Se convertía en un gigante
Publicado el
2 min lectura
Ahora que celebramos el 60 aniversario de la apertura del Concilio Vaticano II, es bueno recordar que este gran acontecimiento del que la Iglesia sigue bebiendo, puso a la liturgia en el centro de su gran impulso de renovación, y proclamó que es “un anticipo de la liturgia celestial que se celebra en la ciudad santa de Jerusalén, hacia la cual caminamos como peregrinos, donde Cristo está sentado a la diestra de Dios”. Es una afirmación sustancial del Concilio, una de las que algunos nunca recuerdan.
Por eso es una buena noticia que la mayor preocupación reflejada en la consulta sobre el sínodo desarrollada en las diócesis españolas se refiera a la forma en que celebramos la eucaristía y a su lugar central en la vida de todo cristiano. En ese sentido, me ha impresionado un testimonio sobre la vida del beato Idelfonso Schuster, arzobispo de Milán entre los años 1929 y 1954. Schuster era monje benedictino cuando fue nombrado obispo, y en él siguió latiendo siempre el corazón del monje, fascinado por Dios y enamorado de la oración.
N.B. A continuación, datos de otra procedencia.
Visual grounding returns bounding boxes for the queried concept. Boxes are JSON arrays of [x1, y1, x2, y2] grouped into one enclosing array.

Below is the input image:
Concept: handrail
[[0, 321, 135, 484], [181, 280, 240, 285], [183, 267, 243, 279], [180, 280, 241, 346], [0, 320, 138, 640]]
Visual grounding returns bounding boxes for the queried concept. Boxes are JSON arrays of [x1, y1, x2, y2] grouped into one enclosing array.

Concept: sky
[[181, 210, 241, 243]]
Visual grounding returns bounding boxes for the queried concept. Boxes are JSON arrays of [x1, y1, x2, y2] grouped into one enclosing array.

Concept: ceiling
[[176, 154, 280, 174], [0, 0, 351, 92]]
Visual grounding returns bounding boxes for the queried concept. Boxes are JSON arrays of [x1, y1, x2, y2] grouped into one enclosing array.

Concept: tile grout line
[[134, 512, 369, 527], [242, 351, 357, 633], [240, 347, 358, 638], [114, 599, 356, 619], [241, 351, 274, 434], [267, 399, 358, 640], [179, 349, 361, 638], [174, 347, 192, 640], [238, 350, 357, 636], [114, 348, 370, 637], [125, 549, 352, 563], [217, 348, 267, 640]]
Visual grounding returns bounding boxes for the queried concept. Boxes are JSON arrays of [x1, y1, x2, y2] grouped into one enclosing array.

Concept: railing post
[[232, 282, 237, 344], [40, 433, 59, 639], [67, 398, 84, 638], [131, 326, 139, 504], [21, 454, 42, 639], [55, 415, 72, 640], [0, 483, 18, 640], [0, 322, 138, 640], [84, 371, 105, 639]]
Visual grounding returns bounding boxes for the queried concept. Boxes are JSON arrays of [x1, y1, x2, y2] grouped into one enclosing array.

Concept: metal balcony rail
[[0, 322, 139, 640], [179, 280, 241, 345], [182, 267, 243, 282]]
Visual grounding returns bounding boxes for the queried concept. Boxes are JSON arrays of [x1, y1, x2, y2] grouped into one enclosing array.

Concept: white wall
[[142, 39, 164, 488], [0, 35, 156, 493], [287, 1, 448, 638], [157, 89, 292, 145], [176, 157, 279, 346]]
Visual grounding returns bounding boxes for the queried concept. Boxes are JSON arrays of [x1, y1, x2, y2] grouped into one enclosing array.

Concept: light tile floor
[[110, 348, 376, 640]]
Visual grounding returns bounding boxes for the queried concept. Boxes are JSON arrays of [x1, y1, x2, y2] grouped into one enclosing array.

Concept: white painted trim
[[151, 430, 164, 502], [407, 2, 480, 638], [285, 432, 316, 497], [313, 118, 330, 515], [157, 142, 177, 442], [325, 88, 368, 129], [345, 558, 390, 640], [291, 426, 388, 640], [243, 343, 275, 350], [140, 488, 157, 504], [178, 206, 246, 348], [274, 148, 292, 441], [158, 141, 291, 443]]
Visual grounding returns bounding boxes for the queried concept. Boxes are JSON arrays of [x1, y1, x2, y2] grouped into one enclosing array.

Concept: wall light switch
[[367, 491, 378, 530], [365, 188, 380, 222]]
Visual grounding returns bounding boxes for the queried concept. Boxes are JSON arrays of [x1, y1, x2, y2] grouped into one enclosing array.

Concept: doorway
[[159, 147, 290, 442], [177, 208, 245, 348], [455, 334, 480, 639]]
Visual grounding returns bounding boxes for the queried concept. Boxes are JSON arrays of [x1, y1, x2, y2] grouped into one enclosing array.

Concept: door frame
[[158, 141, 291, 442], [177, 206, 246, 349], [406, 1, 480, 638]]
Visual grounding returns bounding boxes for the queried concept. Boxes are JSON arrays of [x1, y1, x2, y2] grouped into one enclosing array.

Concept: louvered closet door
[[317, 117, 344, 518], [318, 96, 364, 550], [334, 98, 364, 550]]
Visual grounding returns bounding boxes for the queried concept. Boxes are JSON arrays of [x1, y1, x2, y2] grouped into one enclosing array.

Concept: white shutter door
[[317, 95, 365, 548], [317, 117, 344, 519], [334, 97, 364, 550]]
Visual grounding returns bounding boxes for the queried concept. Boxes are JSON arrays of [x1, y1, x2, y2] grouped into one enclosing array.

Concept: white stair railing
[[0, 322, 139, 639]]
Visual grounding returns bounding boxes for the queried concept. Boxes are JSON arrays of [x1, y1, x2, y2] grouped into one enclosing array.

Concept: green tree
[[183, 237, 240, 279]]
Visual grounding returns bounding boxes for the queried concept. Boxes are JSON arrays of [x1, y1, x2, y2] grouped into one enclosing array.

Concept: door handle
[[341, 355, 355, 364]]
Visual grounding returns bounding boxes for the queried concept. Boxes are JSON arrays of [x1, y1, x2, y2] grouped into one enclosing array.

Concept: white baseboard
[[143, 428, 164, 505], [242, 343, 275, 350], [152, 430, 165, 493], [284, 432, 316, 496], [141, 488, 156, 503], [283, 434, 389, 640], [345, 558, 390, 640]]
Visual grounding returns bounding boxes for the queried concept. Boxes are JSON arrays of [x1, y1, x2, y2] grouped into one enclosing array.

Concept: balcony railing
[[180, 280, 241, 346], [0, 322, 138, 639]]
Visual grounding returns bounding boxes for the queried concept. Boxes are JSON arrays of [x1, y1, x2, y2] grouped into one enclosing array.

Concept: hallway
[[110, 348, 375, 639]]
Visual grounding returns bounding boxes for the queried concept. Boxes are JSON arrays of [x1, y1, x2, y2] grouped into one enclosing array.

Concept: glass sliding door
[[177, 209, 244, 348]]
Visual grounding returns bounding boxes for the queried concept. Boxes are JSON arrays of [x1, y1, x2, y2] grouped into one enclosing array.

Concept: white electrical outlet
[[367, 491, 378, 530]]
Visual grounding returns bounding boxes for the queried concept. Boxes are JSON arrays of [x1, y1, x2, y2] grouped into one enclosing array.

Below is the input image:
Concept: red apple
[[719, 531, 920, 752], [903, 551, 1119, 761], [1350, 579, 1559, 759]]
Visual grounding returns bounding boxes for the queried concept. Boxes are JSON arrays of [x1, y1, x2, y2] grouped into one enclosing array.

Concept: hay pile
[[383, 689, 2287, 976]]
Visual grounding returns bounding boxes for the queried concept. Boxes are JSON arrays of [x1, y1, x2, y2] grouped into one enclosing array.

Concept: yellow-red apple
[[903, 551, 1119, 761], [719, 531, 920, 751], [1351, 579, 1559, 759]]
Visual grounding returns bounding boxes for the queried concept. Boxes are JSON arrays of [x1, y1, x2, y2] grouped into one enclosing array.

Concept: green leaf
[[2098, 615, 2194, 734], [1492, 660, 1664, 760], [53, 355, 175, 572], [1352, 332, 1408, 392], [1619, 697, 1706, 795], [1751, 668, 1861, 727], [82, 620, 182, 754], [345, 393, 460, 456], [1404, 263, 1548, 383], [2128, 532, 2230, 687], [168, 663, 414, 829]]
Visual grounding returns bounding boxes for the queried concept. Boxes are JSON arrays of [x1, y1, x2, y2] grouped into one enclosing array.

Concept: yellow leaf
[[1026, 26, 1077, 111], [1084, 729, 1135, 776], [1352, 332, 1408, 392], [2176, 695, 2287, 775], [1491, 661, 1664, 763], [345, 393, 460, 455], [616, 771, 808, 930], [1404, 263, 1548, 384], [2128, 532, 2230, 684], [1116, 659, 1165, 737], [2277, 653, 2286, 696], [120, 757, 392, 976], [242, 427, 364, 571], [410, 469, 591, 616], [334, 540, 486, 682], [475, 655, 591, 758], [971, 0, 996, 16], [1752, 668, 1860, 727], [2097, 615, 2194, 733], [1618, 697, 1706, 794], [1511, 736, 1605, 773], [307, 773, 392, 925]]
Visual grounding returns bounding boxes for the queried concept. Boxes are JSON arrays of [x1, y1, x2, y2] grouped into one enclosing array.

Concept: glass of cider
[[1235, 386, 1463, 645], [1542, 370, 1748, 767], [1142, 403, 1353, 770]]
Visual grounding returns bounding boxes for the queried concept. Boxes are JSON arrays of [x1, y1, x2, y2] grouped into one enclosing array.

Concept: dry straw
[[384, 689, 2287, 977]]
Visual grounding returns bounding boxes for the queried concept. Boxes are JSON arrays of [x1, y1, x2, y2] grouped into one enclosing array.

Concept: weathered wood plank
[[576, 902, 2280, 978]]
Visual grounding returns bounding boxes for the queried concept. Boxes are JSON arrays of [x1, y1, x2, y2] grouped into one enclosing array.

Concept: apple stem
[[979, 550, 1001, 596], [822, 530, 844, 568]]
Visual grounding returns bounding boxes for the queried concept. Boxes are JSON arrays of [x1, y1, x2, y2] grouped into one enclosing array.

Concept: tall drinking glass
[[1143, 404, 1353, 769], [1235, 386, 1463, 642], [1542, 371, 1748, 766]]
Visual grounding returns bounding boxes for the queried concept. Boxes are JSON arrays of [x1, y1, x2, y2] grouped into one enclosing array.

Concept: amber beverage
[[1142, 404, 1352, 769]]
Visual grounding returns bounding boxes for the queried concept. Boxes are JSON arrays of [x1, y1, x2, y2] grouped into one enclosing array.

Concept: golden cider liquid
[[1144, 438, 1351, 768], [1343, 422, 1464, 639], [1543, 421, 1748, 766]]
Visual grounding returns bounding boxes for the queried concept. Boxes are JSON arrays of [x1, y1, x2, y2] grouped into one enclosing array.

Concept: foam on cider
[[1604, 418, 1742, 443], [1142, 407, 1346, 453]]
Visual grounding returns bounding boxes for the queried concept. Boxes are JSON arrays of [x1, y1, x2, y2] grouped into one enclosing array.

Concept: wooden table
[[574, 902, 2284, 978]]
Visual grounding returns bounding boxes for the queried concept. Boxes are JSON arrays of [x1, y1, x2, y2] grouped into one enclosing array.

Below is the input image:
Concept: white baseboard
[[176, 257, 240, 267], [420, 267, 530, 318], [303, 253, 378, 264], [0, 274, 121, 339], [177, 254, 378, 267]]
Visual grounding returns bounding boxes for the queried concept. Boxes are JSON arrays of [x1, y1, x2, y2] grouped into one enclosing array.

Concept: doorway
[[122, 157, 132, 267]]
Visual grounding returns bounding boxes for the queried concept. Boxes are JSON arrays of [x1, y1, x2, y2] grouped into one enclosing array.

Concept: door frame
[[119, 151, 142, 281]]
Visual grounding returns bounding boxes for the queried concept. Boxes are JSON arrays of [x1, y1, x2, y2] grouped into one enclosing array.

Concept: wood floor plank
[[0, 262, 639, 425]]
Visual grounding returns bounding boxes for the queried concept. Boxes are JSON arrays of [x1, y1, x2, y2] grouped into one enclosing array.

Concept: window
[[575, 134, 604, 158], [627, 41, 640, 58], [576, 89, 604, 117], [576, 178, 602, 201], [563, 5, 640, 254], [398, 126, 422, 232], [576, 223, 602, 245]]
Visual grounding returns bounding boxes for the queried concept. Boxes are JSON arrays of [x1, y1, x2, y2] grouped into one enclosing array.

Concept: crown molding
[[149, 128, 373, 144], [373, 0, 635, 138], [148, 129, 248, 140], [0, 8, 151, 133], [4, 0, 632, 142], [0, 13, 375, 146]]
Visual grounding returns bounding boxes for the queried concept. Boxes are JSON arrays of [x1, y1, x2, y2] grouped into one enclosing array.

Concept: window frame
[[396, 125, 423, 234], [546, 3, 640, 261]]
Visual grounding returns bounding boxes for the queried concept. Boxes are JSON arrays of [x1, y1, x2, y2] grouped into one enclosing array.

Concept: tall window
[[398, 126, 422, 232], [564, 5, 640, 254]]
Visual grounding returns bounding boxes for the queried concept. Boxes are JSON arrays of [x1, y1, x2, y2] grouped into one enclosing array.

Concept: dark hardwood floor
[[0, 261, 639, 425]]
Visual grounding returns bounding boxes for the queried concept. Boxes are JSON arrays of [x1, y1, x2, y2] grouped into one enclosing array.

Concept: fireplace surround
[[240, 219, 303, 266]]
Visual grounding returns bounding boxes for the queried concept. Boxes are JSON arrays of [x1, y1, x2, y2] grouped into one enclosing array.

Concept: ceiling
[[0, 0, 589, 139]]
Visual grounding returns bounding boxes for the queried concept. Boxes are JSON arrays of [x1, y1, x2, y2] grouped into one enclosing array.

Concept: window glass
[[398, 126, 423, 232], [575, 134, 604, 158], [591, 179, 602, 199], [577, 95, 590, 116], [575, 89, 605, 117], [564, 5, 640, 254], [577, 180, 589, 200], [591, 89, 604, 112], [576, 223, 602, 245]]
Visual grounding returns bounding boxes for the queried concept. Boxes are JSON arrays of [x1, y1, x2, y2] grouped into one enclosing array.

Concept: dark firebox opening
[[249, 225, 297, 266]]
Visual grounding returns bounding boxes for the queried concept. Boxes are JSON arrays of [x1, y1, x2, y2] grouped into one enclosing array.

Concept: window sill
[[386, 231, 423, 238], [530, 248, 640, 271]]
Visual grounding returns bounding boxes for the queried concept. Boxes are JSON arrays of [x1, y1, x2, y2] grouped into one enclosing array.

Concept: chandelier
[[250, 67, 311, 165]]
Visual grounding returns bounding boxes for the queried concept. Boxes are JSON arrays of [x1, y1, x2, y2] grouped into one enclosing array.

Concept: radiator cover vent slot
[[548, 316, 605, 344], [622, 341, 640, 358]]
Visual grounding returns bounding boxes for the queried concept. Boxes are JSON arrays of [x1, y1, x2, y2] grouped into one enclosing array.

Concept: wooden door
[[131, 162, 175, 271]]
Cuentan que tenía un físico esbelto y frágil, pero bajo las vestiduras litúrgicas se convertía en un gigante: "se podía ver a un santo en conversación con el poder invisible de Dios", recuerdan los testigos, "no lo podías mirar sin ser sacudido por un escalofrío religioso". Para él, la liturgia "es por excelencia la oración de la Iglesia", la única verdadera devoción de todo cristiano. Ante eso, podemos preguntarnos cómo participamos cada uno en la liturgia.
Antes de morir, Schuster se despidió de sus seminaristas con estas palabras clarividentes: “la gente parece que ya no se deja convencer por nuestra predicación, pero ante la santidad todavía creen, todavía se arrodillan y oran. No olvidéis que el diablo no teme a nuestros campos deportivos ni a nuestros cines. En cambio, tiene miedo de nuestra santidad”.